E as personagens? Dramaturgicamente eles são tolos, vazios, fúteis, mal estruturados, mal escritos. Os diálogos são horrorosos. Forçados. No capítulo desta noite o taxista se recusava a ir onde a passageira pedia. Eu nunca, nunca vi isso! A personagem do Tarcísio Meira deveria ser um patriarca devotado à família segundo a sinopse, mas em sua primeira cena vomita seu favoritismo para um dos genros, sem se importar se está magoando ou não as outras filhas. Imagina se ele não se importasse com a família? Credo! Não preciso enumerar os absurdos desfilados nestes dois primeiros dias. A novela é pura perda de tempo e eu já desperdicei o meu até escrevendo este post.

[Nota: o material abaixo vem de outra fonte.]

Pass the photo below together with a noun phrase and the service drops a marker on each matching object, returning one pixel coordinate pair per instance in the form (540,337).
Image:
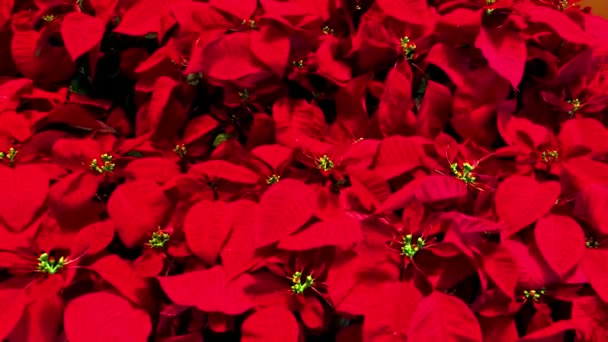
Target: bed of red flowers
(266,170)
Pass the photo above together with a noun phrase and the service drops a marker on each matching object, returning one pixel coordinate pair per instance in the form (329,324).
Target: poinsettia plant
(291,170)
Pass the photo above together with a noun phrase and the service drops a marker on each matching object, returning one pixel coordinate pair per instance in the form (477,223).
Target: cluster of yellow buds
(298,286)
(410,248)
(106,165)
(49,265)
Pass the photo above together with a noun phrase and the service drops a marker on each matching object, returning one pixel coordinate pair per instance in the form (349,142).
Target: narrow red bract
(274,170)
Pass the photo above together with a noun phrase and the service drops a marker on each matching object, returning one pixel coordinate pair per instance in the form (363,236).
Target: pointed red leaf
(389,311)
(23,193)
(270,45)
(225,170)
(520,201)
(533,270)
(81,33)
(561,241)
(340,232)
(438,190)
(121,274)
(157,169)
(242,10)
(595,266)
(582,172)
(590,207)
(103,317)
(238,253)
(409,11)
(583,132)
(137,209)
(148,16)
(207,226)
(397,155)
(284,208)
(441,317)
(505,51)
(14,303)
(208,290)
(273,155)
(394,112)
(270,324)
(501,267)
(93,238)
(558,21)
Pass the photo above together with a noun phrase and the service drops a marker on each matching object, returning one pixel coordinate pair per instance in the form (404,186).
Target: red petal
(340,232)
(238,254)
(242,10)
(441,191)
(207,226)
(434,111)
(390,311)
(502,268)
(397,155)
(520,201)
(270,45)
(103,317)
(583,132)
(270,324)
(394,109)
(595,267)
(409,11)
(561,241)
(23,193)
(505,51)
(13,304)
(150,16)
(157,169)
(284,208)
(558,21)
(208,290)
(224,170)
(590,206)
(275,156)
(120,274)
(534,272)
(137,209)
(93,238)
(441,317)
(229,58)
(81,33)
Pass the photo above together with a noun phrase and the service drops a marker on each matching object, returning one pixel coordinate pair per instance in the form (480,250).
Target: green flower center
(194,78)
(464,172)
(408,47)
(324,163)
(244,95)
(48,18)
(300,286)
(249,23)
(9,156)
(411,247)
(575,106)
(550,156)
(273,179)
(298,64)
(534,295)
(158,239)
(50,265)
(180,150)
(592,243)
(105,165)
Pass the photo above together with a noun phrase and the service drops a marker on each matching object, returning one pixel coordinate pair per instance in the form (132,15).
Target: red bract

E isso é tudo: só extremos, estereótipos inúteis. Nem os atores salvam. Ou se fala de sexo, dinheiro ou de violência. Sempre defendi as obras de ficção. Sempre achei legal a idéia de que no folhetim tudo é possível, mas também acredito que nem tudo é aceitável. Nunca pensei que fosse dizer isso, mas tenho que me render: tirem as crianças da sala. É realmente extremamente deprimente. Me desculpem a cacofonia, mas se Manoel Carlos – que é profissional – não sabe mais escrever decentemente, eu que sou só uma amadora posso ao menos cometer um deslizezinho, não?

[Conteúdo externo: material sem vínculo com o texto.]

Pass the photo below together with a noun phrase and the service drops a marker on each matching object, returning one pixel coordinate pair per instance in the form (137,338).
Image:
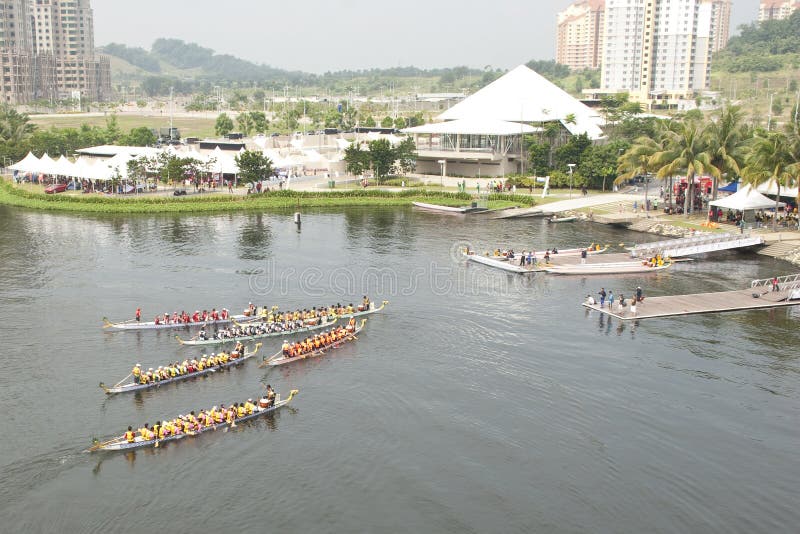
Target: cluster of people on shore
(166,372)
(622,302)
(184,318)
(192,423)
(318,342)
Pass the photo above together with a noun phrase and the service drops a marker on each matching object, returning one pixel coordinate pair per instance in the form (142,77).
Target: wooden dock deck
(723,301)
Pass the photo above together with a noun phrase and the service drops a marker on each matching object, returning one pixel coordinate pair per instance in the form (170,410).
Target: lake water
(478,401)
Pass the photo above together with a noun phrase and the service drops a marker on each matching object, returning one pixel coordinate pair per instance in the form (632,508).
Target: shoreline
(10,195)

Temporada de finais de temporada

Estas duas últimas semanas estão acabando comigo! Quinta passada me peguei em desespero na frente do computador tentando refrear a tentação de pesquisar notícias sobre os últimos episódios de várias séries. Coisa de maluco mesmo. Me angustiei com as angústias da Lorelai, chorei horrores com a morte do Gallant e ainda sofri um bocado com as reprises da última temporada de Friends e da oitava temporada de ER, coincidentemente, a primeira do Gallant e a última do Dr. Greene no hospital escola. Consegui me conter e vou ser capaz de esperar até quinta para, segundo a chamada da emissora, “perder o fôlego”.

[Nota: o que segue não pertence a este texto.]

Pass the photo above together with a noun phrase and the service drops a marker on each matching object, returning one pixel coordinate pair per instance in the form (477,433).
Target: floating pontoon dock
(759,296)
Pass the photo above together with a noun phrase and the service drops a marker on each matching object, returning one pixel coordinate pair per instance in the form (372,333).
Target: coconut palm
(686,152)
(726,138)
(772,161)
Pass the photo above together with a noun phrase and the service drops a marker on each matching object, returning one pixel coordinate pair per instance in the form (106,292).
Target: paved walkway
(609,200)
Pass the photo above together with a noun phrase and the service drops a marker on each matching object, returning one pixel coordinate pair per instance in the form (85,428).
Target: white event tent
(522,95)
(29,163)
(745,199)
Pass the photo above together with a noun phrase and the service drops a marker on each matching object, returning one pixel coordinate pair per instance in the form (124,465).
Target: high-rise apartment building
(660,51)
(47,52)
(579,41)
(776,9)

Ontem (segunda) foi outro dia de desespero na frente da telinha. Não tenho sido fiel à Close-to-Home, mas assisto sempre que consigo. Na verdade é mais um folhetim advocatício, que me conquistou apenas por conta da protagonista: uma promotora dedicada que tem na família seu braço forte. Achei muito legal existir uma personagem assim, digamos, tão simples e tão estável. As séries normalmente retratam superprofissionais que têm sérios problemas particulares e Annabeth Chase fugia desse padrão. Tudo bem que vida normal, sem drama, não dá ibope, mas achava legal esse diferencial (de repente foi disso que a grande maioria não gostou, vai saber…). Até que veio o último episódio e mudou tudo. Caraca… O jeito é esperar para saber se haverá nova temporada e o que vai ser da mocinha. No máximo, vai se tornar realmente mais um folhetim advocatício, cheio dos clichês tradicionais, e eu acabo por deixar de assistir assim como abandonei Law & Order, Whithout a Trace e tantos outros.